The operator will also launch its Mr Green brand into the Spanish market, with the site set to go live before June in the absence of a concrete timeline. Hills will not expand into Spain physically, as international business is run from its Malta hub.
When asked if Spain’s unfriendly approach to gambling advertising had derailed the Mr Green launch plan, Bengtsson said: “No that plan has not changed. We will continue to move forwards with that. I cannot give you a timeline, but it should be before the summer.
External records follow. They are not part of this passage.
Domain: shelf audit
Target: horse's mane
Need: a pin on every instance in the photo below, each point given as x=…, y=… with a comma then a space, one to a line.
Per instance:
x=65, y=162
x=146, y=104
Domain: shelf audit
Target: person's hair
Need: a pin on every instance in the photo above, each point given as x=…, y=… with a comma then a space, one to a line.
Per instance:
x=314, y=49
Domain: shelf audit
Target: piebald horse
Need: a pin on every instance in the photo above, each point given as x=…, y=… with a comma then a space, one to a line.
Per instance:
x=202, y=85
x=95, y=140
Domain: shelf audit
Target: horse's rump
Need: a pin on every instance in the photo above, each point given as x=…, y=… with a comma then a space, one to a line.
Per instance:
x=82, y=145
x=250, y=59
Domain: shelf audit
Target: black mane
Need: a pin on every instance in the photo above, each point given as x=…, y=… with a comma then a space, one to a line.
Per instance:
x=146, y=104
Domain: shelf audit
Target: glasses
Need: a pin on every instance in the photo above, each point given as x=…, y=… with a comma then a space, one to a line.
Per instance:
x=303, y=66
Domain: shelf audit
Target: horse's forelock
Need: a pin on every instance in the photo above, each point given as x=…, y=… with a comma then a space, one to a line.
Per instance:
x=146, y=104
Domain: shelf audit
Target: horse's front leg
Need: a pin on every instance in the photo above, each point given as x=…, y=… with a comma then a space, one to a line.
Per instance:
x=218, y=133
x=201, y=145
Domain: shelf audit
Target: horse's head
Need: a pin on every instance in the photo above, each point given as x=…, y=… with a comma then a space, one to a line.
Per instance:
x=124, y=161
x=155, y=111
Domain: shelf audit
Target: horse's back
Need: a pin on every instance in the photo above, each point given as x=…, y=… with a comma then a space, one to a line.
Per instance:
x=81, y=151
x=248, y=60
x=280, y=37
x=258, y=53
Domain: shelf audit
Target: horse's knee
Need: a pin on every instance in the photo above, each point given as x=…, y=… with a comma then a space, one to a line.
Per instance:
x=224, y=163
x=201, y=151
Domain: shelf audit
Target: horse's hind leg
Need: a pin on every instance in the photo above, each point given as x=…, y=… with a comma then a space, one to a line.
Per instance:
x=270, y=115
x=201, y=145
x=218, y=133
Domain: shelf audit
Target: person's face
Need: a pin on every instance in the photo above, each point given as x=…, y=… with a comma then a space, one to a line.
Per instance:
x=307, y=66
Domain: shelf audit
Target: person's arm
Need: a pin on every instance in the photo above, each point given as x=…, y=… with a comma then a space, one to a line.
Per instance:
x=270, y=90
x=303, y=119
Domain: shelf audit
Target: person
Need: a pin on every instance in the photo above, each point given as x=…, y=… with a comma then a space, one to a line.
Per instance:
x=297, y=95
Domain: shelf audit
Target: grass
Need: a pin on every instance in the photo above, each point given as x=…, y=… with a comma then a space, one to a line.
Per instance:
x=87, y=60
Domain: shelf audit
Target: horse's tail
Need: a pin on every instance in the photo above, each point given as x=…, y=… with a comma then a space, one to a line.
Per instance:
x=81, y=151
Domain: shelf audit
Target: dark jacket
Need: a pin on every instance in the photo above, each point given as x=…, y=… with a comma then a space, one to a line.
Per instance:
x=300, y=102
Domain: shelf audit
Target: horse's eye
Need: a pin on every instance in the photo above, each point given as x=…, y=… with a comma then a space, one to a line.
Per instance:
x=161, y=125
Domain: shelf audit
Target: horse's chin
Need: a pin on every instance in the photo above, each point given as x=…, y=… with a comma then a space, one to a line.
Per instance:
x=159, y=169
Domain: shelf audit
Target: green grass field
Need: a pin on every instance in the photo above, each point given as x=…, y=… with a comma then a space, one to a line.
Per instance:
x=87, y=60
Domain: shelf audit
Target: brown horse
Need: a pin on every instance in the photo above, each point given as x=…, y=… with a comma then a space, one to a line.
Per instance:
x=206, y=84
“The strategy is to selectively invest in markets we think have potential and in markets where we have a good position,” he added.
COO appointment imminent
Bengtsson revealed that Hills was “weeks away” from announcing its new chief operating officer. The role is currently occupied on an interim basis by former Lads Coral veteran Phillip Le Feuvre, but not for much longer it would appear. Bettors would probably back one of Bengtsson’s former Betssonites to fill the void, but Hills rebelled against that approach with the hire of industry outsider Satty Bhens as joint CPO/CTO back in October. Bhens is based in New York as the operator continues to stack its eggs in the US basket.
Bengtsson said: “As for the responsibilities of the new COO, the intention is to give somebody end-to-end responsibility across the group for customer service, risk, fraud, trading etc. That has never really existed before, so it is a new role in that sense.”